HOMILIA DO NATAL: “O Verbo se fez carne e habitou entre nós”
“Não temais, porque vos anuncio uma grande alegria para todo o povo: nasceu-vos hoje, na cidade de Davi, um Salvador que é Cristo Senhor. Isto vos servirá de sinal: encontrareis um menino recém-nascido, envolto em pano e deitado numa manjedoura”. Estas palavras do anjo direcionadas aos pastores do campo que são atestadas pelo evangelista São Lucas, tornam-se o cerne da Eucaristia hodierna. Todos nós nos encontrávamos durante essas semanas do Advento em preparação para esta grande solenidade da manifestação cabal de Deus, que vem até nós de modo simples e humilde.
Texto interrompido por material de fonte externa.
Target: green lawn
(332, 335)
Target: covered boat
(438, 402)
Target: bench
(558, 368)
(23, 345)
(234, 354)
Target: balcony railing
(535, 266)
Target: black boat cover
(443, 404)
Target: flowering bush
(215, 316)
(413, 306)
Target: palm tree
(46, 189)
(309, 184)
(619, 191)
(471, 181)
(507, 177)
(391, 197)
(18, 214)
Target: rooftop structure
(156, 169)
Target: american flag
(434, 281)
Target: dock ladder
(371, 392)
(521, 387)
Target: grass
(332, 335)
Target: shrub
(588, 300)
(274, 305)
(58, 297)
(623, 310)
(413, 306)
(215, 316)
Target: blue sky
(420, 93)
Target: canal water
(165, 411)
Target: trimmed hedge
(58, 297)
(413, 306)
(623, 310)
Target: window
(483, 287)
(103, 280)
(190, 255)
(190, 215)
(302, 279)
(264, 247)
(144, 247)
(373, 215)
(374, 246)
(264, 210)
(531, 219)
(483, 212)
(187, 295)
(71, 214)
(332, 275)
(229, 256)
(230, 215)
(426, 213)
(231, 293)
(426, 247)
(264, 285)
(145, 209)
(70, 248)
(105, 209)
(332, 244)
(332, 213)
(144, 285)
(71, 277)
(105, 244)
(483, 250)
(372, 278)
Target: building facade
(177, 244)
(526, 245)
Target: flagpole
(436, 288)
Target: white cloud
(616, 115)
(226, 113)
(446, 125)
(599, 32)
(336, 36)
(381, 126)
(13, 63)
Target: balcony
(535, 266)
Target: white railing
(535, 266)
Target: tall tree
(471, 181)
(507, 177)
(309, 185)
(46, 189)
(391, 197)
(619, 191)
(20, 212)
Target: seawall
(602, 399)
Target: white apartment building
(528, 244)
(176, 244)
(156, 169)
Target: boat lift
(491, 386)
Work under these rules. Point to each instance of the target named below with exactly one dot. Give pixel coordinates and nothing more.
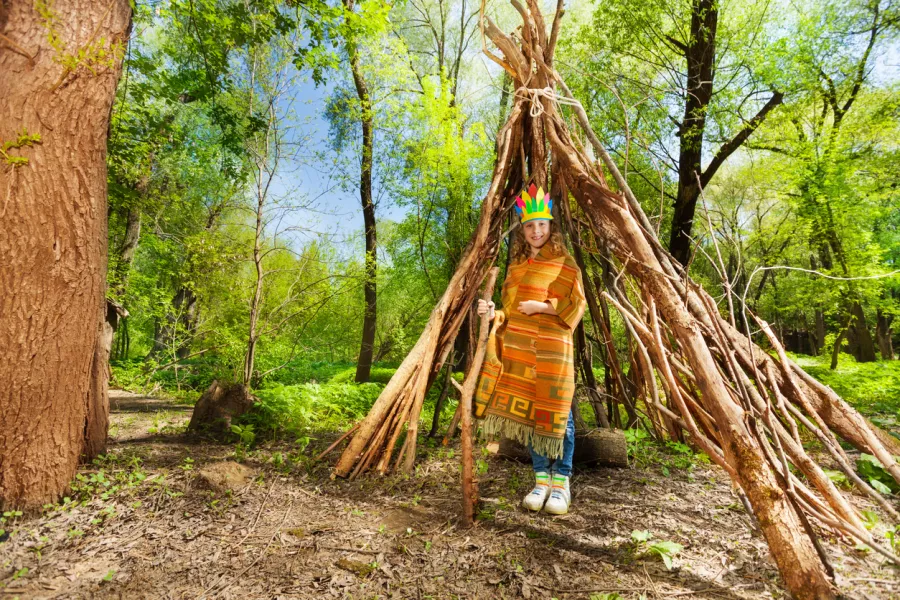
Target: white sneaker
(560, 496)
(536, 498)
O Senhor assumiu nossa humanidade, assumiu nossa gradualidade, assumiu a espera, assumiu a aprendizagem. Ele, o Eterno, rompe a eternidade e fecunda a temporalidade, assumindo a nossa realidade humana exceto o pecado, uma vez que o pecado é a desumanização do homem e da mulher. Não encontramos Deus em um berço de ouro, ornado, rodeado de fausto, mas o encontramos humildemente numa manjedoura, e,” mesmo sem dizer nada, deu-nos uma lição, como se irrompesse num forte grito: que aprendamos a tornar-nos ricos nele que se fez pobre por nós; que busquemos nele a liberdade, tendo Ele mesmo assumido por nós a condição de servo; que entremos na posse do céu, tendo Ele por nós surgido da terra” (Santo Agostinho).
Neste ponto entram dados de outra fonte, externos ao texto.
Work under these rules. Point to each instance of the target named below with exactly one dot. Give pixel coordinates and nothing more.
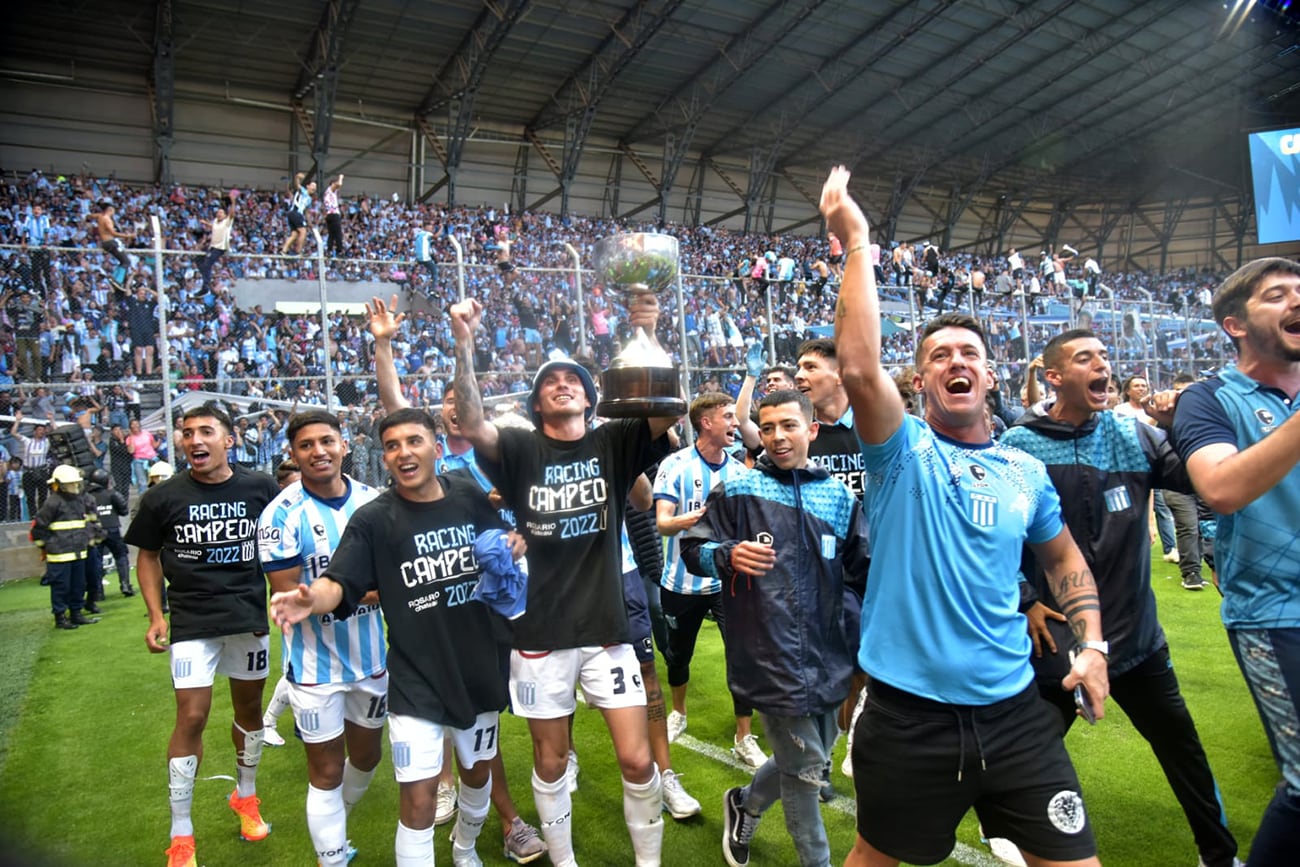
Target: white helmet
(65, 475)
A manifestação de Deus se dá em um estábulo em um espaço singelo entre animais e feno, se dá no que chamamos de presépio, uma expressão afetuosa vivida por nosso Seráfico Pai São Francisco e que hoje é tão caro a nós cristãos e tão presente em nosso meio. Encontramos presépios no shoppings, nas praças, nas igreja, nas escolas e montamos sobretudo em nossos lares, e nessa singularidade e singeleza, fazemos memória da glória divina. Essa glória divina chamamos de Encarnação, a majestade assume a modéstia, a força se torna fraqueza e a eternidade se faz mortal, ou seja, Deus assume nossa condição para que toda humana-criatura pudesse novamente participar se sua divindade.
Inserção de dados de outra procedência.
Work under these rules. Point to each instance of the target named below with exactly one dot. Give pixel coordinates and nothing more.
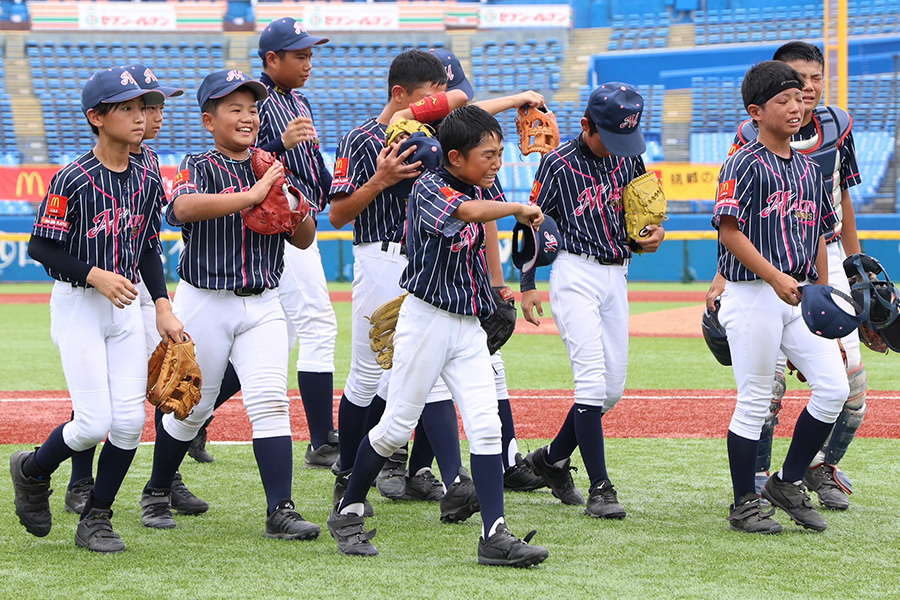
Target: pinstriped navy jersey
(305, 160)
(447, 265)
(384, 219)
(102, 218)
(221, 253)
(781, 205)
(583, 194)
Para nossa espiritualidade franciscana a Encarnação do verbo é um dos três pilares contemplados por nosso pai Francisco. Tanto Frei Tomás de Celano como Frei Boaventura traduz o amor do pobrezinho de Assis pelo Infante Deus. Francisco de Assis se encanta não pelo fato acontecido, mas pela novidade, pela essência, é totalmente absorto pela desapropriação do Verbo, o que nós franciscanos professamos e chamamos de senhora pobreza, a minoridade de Deus.
São Paulo, o apóstolo das gentes no celebríssimo cântico cristológico escrito para a comunidade de filipos, conta esta desapropriação do Verbo ao dizer que o Filho bendito do Pai das misericórdias “mesmo sendo de natureza divina não se apega o ser igual a Deus Pai, e assume a condição de um escravo, a nossa condição.” (Fil 2,6-7) Mas para que? Somente para remir? Também! O Verbo do Pai, o Infante Deus, pela sua desapropriação nos ensina que para sermos eternos precisamos assumir a mortalidade, pois somente sendo verdadeiramente humanos, alcançamos a vida divina. Esse é o sentido do Natal para nossa comunidade cristã, o sentido da nossa caminhada, tal como Cristo, nos esvaziarmos de nós mesmos para participarmos da felicidade de Deus, para participarmos de sua bem-aventurança.
Meus irmãos e irmãs, acredito que é até vergonhoso nos aproximarmos do Presépio do Senhor, contemplar a minoridade de Jesus Infante na manjedoura, pois nos deparamos com um Deus solidário, que tira a humanidade de condições de trevas e afasta-nos das sombras da morte, quebrando o bastão opressor. O que precisamos fazer? Precisamos fazer o que São Paulo diz a Tito: “renunciar à impiedade e aos desejos mundanos para vivermos, no tempo presente, os frutos do natal do Senhor que são a temperança, a justiça e a piedade” (Tito 2, 1-3).
Por fim, meus irmãos e irmãs, nesta noite solene que na liturgia Deus multiplica a nossa alegria e aumenta nosso contentamento, voltemos os nossos olhares para o presépio e contemplemos o Menino de Belém para irmos além de suas lindas afeições, alcançando o âmago da celebração natalina, a minoridade e a solidariedade de Deus que veio fazer morada em nós pela Encarnação do Verbo.
Que Maria Santíssima interceda por nós, assim seja, amém.